The factors involved in determination of host range of viruses in the family Baculoviridae, which infect arthropods (mainly insects), are poorly understood (Ayres et al., 1994; Lange et al., 2004). To investigate determinants of the baculovirus host range, we developed a model system based on infection of the Mediterranean pest Spodoptera littoralis (Chejanovsky & Gershburg, 1995; Gershburg et al., 1997; Lu et al., 2003) with the prototype of the genus Nucleopolyhedrovirus, the Autographa californica multiple nucleopolyhedrovirus (AcMNPV). The genome of AcMNPV has been sequenced completely (Ayres et al., 1994), facilitating the identification and study of the viral genes involved in the infection process as well as the design of recombinant baculoviruses (Possee, 1997). S. littoralis larvae are highly resistant to oral infection (via viral polyhedra, PIB) by AcMNPV (Bishop et al., 1988). We have shown previously that AcMNPV induces apoptosis of S. littoralis SL2 cells (Chejanovsky & Gershburg, 1995) due to poor expression of the apoptotic suppressor p35, in contrast to Spodoptera littoralis nucleopolyhedrovirus (SpliNPV)-infected cells (Du et al., 1999). Further, we demonstrated that recombinant AcMNPVs lacking or poorly expressing the immediate-early gene ie0 replicated in SL2 cells to yield higher budded virus (BV) titres than the wild-type virus and displayed improved infectivity upon intrahaemocoelic injection of S. littoralis larvae (Lu et al., 2003, 2005). However, these studies did not result in significant enhancement of the oral infectivity of these AcMNPV recombinants towards S. littoralis larvae, suggesting that other host-related factors, such as an immune response, suppress the viral infection (Lu et al., 2003).

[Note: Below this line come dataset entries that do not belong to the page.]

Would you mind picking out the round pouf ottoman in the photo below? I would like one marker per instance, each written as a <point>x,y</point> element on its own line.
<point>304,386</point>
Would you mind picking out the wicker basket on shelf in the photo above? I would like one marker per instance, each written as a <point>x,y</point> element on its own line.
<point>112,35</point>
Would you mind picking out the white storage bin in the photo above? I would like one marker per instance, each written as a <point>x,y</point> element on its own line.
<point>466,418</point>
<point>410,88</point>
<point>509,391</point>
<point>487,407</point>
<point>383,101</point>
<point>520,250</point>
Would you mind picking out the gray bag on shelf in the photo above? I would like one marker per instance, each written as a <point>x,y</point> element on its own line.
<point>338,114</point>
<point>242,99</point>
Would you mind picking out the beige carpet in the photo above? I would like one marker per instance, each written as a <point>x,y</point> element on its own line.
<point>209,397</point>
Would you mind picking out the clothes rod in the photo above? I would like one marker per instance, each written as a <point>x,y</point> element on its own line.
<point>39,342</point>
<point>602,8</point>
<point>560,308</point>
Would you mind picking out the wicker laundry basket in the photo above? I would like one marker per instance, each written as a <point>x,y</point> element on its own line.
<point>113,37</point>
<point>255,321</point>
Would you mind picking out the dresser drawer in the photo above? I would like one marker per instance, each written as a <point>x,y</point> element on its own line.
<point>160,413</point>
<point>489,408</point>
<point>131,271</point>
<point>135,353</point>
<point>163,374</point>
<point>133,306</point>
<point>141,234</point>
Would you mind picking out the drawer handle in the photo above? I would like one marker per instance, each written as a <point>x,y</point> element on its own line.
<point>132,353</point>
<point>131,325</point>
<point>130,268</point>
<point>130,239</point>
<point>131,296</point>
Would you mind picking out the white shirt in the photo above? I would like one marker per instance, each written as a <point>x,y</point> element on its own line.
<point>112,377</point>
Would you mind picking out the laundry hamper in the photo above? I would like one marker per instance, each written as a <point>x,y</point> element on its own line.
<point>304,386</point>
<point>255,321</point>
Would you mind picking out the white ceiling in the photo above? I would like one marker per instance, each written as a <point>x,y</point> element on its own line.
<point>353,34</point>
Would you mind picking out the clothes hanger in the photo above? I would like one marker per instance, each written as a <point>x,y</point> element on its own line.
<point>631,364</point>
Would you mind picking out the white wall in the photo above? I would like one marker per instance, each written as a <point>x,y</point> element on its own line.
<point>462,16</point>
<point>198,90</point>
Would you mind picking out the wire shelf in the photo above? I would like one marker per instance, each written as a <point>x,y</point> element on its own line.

Polydnaviruses (PDVs) have segmented, double-stranded DNA genomes and obligate mutualistic associations with some parasitic hymenoptera (families Ichneumonidae and Braconidae). PDVs suppress the immune responses of parasitized lepidopteran insects to the wasp egg and larvae, whilst the wasp ensures the propagation and dispersal of the viral genome (Fleming, 1992; Kroemer & Webb, 2004). During oviposition, the PDV is introduced with the parasite egg, venom and ovarian proteins (OPs) from the female reproductive tract into parasitized larvae [such as Campoletis sonorensis ichnovirus (CsIV), ichnovirus group] or eggs [like Chelonus inanitus bracovirus (CiBV), brachovirus group]. In the lepidopteran host, PDVs infect host cells (haemocytes, muscle, fat body and malpighian tubules) (Stoltz & Vinson, 1979), but do not replicate, although expression of a host-specific subset of viral genes is detectable within a few hours of parasitization (reviewed by Kroemer & Webb, 2004). Chelonus inanitus is a braconid, endoparasitic wasp that bears CiBV. Parasitation of S. littoralis by Chelonus inanitus involves immunosuppression by oviposition of the wasp eggs into S. littoralis eggs. The PDV is introduced into S. littoralis eggs during oviposition as a component of the calyx fluid that surrounds wasp eggs in the oviduct (Wyder et al., 2003). The CiBV genes responsible for host immunosuppression have not been identified, so it is used in this study as a means to broadly suppress host immune responses.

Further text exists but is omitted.